Some physicians may respond by pointing out that the recently published C3PO trial of early CCP therapy did not show that CCP prevented disease progression. However, a close examination of the trial design and outcome does not support that conclusion. The trial design was flawed in that it included in the primary outcome patients admitted during the index visit and considered unrelated emergency room visits as outcome events. If these patients are removed from the analysis, the numbers show that the group receiving CCP had a 35% lower chance of progressing to hospitalization (see our critique of the study). The study also shows that two other important outcomes -- dyspnea and worsening of disease on a five-point scale after day 1 -- were significantly less frequent in the plasma arm.
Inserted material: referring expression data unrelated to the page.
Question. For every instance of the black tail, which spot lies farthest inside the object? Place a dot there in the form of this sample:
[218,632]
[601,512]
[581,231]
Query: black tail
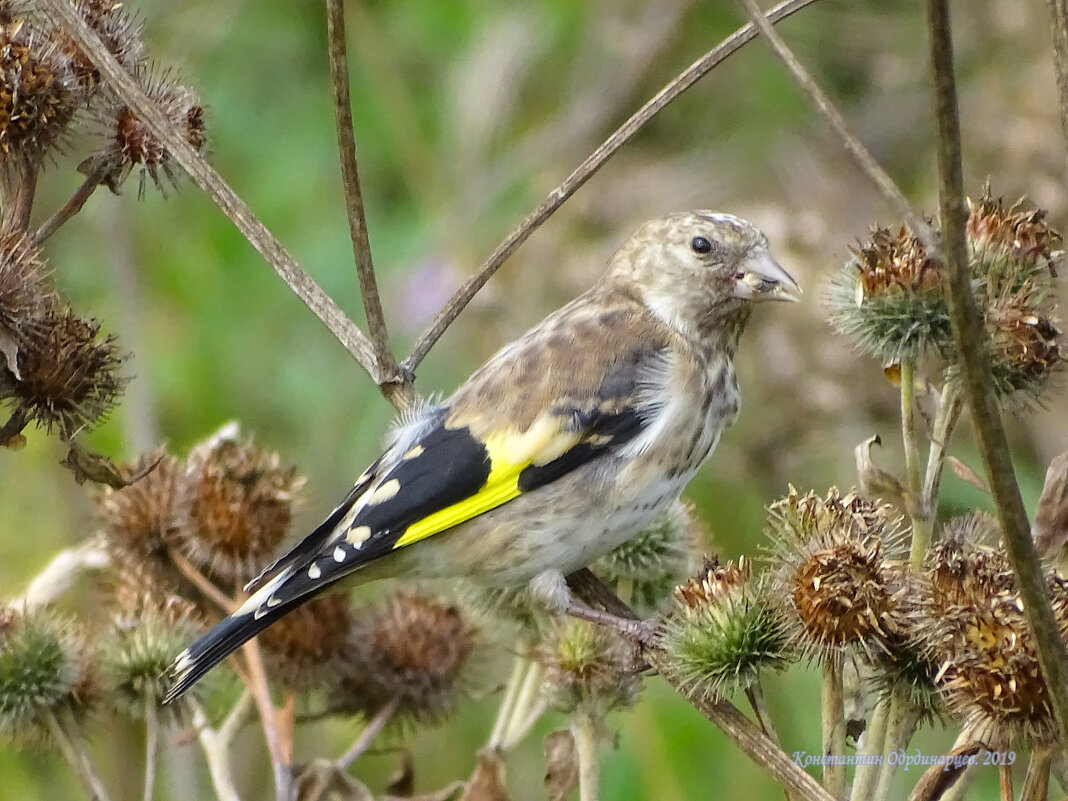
[254,615]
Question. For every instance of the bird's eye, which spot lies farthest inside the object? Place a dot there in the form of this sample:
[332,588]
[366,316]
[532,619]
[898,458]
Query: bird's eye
[701,245]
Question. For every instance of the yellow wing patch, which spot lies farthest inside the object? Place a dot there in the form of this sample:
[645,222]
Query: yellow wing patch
[509,454]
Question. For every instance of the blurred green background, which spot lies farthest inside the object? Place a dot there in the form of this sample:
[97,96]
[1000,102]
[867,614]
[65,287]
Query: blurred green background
[467,114]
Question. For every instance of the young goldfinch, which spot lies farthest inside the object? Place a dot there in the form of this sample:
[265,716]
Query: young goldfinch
[564,444]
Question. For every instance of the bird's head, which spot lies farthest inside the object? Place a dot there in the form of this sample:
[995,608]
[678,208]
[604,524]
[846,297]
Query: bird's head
[700,271]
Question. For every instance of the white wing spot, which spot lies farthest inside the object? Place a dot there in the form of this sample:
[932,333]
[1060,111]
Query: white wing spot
[358,536]
[383,491]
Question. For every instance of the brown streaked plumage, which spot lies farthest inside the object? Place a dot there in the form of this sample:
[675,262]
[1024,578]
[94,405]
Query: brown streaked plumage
[564,444]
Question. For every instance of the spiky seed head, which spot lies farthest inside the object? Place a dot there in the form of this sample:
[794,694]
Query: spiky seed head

In most hospitalized patients, the disease process may be too advanced for CCP to be effective. Some patients, particularly those who are delayed in producing their own antibody response, may still benefit late in illness. Among people with blunted antibody responses -- such as some hematologic malignancy patients, transplant recipients, and some being treated for auto-immune disorders -- CCP may be helpful at any point in the disease course. This is included in FDA guidance for CCP use.

Individuals at high risk for COVID-19 progression should be treated with monoclonal antibodies as outpatients (the FDA has only authorized outpatient use) and, if the disease progresses, should be seen in a hospital where CCP is available.

Overall, we estimate that CCP may have saved close to 100,000 lives during the pandemic in the U.S. alone. If physicians heed FDA recommendations -- use CCP with adequate antibody levels early in hospitalization – the toll of the Delta variant could be lessened.

The authors comprise the leadership group on the COVID-19 Convalescent Plasma Project. Arturo Casadevall, MD, PhD, is a professor of molecular microbiology and immunology at the Johns Hopkins School of Public Health. Brenda Grossman, MD, MPH, is a professor of pathology & immunology and medicine at Washington University in St. Louis. Jeffrey Henderson, MD, PhD, is an associate professor of medicine and Molecular Microbiology at Washington University in St. Louis. Michael Joyner, MD, is a professor of anesthesiology at the Mayo Clinic. Nigel Paneth, MD, MPH, is an emeritus university distinguished professor of epidemiology and biostatistics and pediatrics at Michigan State University. Liise-anne Pirofski, MD, is a professor at Albert Einstein College of Medicine & Montefiore Medical Center. Shmuel Shoham, MD, is associate professor of medicine at Johns Hopkins School of Medicine.


Casadevall disclosed participation on the scientific advisory board of SAb Biotherapeutics; receiving payments as a speaker for Ortho Diagnostics; and payments for data and safety monitoring board (DSMB) work from Bristol Myers Squibb. Shoham disclosed receiving payments for consulting from Adagio, Celltrion, and Immunome; payments for DSMB work from Adamis, Intermountain Health, and Karyopharm; and research grants from Ansun.